Use the comparison table and detailed reviews above to validate the fit against your own requirements before committing to a tool.
How to Choose the Right Pii Redaction Software
This buyer's guide helps teams choose Pii redaction software by mapping real capabilities in Delphix, Microsoft Purview, Google Cloud Data Loss Prevention, Redact, Informatica Intelligent Data Security, Bold BI (Redaction via Data Security), Prisma Cloud, and OpenText Enterprise Data Protection to concrete use cases. It also covers decision pitfalls tied to rule tuning, workflow fit, and operational complexity seen across the top tools.
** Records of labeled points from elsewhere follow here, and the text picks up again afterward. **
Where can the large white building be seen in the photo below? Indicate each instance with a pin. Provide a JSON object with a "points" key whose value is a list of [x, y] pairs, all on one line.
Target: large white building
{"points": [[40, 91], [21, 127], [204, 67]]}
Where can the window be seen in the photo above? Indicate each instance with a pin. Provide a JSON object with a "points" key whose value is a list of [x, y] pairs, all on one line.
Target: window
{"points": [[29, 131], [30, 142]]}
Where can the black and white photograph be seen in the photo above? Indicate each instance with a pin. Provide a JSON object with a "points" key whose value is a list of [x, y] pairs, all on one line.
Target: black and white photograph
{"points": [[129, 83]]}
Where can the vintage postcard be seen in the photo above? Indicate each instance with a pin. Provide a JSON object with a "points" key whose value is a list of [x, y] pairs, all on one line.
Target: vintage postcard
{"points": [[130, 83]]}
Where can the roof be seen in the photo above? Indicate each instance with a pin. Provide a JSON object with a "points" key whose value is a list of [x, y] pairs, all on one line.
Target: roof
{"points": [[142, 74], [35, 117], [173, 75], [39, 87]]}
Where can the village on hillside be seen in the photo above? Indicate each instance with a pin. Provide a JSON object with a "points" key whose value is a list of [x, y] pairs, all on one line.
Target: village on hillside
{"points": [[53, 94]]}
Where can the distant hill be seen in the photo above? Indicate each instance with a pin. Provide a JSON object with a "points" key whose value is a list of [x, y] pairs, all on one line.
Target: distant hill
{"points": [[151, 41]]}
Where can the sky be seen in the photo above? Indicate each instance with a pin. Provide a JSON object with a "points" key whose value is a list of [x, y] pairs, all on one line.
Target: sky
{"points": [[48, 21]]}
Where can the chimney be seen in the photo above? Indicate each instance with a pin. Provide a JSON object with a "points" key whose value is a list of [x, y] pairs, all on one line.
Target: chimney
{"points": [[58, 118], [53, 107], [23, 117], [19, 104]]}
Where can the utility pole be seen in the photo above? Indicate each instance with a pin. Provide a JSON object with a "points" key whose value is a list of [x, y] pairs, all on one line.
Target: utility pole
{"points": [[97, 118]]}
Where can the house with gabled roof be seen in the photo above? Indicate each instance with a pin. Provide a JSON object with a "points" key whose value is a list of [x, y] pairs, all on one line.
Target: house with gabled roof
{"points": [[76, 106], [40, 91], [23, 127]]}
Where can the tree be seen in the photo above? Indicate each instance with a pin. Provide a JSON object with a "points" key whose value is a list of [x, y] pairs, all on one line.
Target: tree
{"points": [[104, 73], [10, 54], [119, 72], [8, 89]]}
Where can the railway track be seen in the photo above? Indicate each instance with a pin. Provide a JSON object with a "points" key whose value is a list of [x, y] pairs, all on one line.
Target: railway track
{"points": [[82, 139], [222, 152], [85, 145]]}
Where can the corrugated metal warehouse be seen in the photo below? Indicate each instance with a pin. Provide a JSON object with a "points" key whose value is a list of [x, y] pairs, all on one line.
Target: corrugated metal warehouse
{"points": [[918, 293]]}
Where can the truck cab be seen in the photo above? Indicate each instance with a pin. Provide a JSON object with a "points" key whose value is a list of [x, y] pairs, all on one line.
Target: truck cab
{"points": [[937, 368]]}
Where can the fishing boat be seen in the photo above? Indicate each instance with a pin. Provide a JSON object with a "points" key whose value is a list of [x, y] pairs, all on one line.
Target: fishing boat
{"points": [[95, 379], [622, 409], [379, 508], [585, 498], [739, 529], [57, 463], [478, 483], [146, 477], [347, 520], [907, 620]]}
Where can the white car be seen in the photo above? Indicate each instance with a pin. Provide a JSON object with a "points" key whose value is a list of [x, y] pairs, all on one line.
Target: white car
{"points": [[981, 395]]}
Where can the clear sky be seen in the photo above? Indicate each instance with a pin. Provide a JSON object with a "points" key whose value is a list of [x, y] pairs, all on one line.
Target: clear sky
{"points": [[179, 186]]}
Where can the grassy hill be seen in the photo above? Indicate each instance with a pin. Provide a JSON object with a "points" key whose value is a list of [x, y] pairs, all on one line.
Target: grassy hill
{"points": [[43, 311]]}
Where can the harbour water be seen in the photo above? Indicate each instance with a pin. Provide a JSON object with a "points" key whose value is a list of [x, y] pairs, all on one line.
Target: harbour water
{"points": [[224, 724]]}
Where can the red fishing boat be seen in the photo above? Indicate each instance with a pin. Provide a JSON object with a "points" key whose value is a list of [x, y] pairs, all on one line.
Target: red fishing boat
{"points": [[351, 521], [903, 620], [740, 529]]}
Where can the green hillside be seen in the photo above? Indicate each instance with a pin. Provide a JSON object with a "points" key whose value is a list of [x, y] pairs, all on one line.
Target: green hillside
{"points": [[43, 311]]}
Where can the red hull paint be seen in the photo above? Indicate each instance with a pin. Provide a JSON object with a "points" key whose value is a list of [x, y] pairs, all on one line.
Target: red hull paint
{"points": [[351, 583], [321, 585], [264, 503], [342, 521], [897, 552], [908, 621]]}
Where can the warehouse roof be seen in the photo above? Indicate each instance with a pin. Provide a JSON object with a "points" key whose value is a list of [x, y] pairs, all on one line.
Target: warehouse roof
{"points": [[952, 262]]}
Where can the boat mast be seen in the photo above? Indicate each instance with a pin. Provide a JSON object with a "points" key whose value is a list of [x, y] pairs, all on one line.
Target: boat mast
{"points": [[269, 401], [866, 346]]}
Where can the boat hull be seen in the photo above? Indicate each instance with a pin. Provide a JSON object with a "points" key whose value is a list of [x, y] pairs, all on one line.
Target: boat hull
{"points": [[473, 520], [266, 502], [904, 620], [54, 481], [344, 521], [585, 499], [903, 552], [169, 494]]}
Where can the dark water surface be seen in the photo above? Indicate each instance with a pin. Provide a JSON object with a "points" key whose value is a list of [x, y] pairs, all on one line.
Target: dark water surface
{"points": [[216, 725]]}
What Is Pii Redaction Software?
Pii redaction software detects personally identifiable information and masks, tokenizes, or obfuscates sensitive values so they do not appear in outputs, exports, logs, or downstream systems. It solves exposure problems where raw SSNs, credit card numbers, or other PII can leak during testing, analytics rendering, document handling, or security investigations. Delphix operationalizes masking and governed access during data virtualization for non-production environments. Redact uses rule-based pattern detection to apply deterministic masking transformations in automated text pipelines.
Key Features to Look For
The right feature set determines whether Pii redaction stays consistent across discovery, policy enforcement, and the actual moment where data is rendered or provisioned.
Policy-driven masking tied to governed workflows
Delphix integrates policy-driven data masking with virtualized data provisioning so non-production environments receive protected datasets instead of raw PII. Informatica Intelligent Data Security enforces policy-driven masking and tokenization from sensitive-data discovery results across enterprise data flows.
Integrated PII discovery and detection quality controls
Microsoft Purview combines sensitive information discovery with governance workflows across Microsoft 365, Azure, and on-premises data sources so policies can trigger protection actions like redaction where supported. Prisma Cloud discovers sensitive data with policy enforcement so remediation and exposure tracking align with how PII is classified.
Custom detectors for organization-specific identifiers
Google Cloud Data Loss Prevention supports DLP Custom InfoTypes using regex and dictionaries to detect organization-specific PII formats. This custom detection capability reduces reliance on only built-in patterns when internal identifiers differ from standard SSN and credit card formats.
Deterministic, rule-based redaction transformations
Redact provides rule-based PII pattern redaction with deterministic masking transformations so masked outputs remain consistent across repeated runs. This design helps avoid accidental disclosure caused by ad-hoc or non-repeatable masking logic.
Redaction at the point of analytics rendering and export
Bold BI (Redaction via Data Security) applies masking rules at query-to-visualization time so PII does not appear in charts and exports rendered from Bold BI datasets. This keeps masking inside the BI layer instead of relying on manual sanitization before dashboards.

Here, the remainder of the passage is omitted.